There’s no plot to speak of, but one is hardly needed. Viewers experience a single evening in Bunker Hill from a half-dozen different points-of-view. A pregnant but unmarried woman named Yvonne Williams plays herself wandering through Bunker Hill because her beau Homer Nish is off carousing with his pals. Both say little about themselves when they’re with others but open up to the audience in voiceover.
One of the most astonishing aspects of the film is that Mackenzie does nothing to romanticize his subjects. He unflinchingly presents some despicable behavior the same way that Levinson did in Diner. A pair of male partiers stick a young woman with the bill at a gas station. She leaves to go to the bathroom, and then the revelers abandon her just as she’s walking out of the room. Nice guys, huh? Mackenzie figures that viewers can decide for themselves when characters are misbehaving.
Despite its short running time and technical glitches (the voices don’t quite match the lip movements because the cameras were too noisy for live sound), “The Exiles” takes a couple of viewings to appreciate. There are tiny details that don’t leap out at a viewer but become obvious once you get past the story. You can spot a gay couple pouring each other drinks in a bar scene or notice that traditional blankets cover the seats of a hot rod.
The restoration through Milestone and the University of California Los Angeles allows some truly gorgeous night shots of LA come through, and the rock score played by a band called The Revels is versatile as it is scorching. Interestingly, a song they recorded for “The Exiles” called “Comanche” became a hit and is featured in “Pulp Fiction.”

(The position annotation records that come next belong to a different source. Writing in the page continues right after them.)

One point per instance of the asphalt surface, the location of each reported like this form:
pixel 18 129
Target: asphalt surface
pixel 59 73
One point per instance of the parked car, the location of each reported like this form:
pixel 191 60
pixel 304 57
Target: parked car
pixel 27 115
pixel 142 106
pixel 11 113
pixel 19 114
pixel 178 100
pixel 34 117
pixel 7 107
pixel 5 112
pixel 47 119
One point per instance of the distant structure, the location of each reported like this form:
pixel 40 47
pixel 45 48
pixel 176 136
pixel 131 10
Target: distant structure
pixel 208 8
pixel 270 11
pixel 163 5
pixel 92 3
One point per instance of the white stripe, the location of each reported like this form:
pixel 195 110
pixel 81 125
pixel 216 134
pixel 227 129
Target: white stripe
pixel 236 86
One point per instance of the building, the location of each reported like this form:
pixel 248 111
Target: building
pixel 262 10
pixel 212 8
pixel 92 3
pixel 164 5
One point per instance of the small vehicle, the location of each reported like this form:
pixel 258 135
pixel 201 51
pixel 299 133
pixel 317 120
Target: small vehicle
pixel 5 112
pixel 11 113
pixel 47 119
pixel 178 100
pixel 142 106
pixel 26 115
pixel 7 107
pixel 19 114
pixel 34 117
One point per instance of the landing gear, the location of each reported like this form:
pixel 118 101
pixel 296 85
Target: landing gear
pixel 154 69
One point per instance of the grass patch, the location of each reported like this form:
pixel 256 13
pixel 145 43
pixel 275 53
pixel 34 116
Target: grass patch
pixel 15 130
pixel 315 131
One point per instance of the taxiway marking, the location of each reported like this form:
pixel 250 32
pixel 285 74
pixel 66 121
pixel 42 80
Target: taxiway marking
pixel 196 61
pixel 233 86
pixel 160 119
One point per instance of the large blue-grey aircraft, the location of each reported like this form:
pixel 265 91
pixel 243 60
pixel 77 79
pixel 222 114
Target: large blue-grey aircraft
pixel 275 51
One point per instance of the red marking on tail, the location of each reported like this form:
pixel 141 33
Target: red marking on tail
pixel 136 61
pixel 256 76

The extras on the new DVD are worth exploring as well. In particular, check out the lively commentary track by critic Sean Axmaker and novelist/filmmaker Sherman Alexie, who hails from the Spokane/Coeur d'Alene tribes. The former provides some juicy behind the scenes information, while the latter explains what a revelation “The Exiles” was and still is for an American Indian audience.One of the great things about DVD is that wonderful films that flew under the radar can finally receive proper recognition. In its re-release, “The Exiles” earns a well-deserved reprieve from obscurity.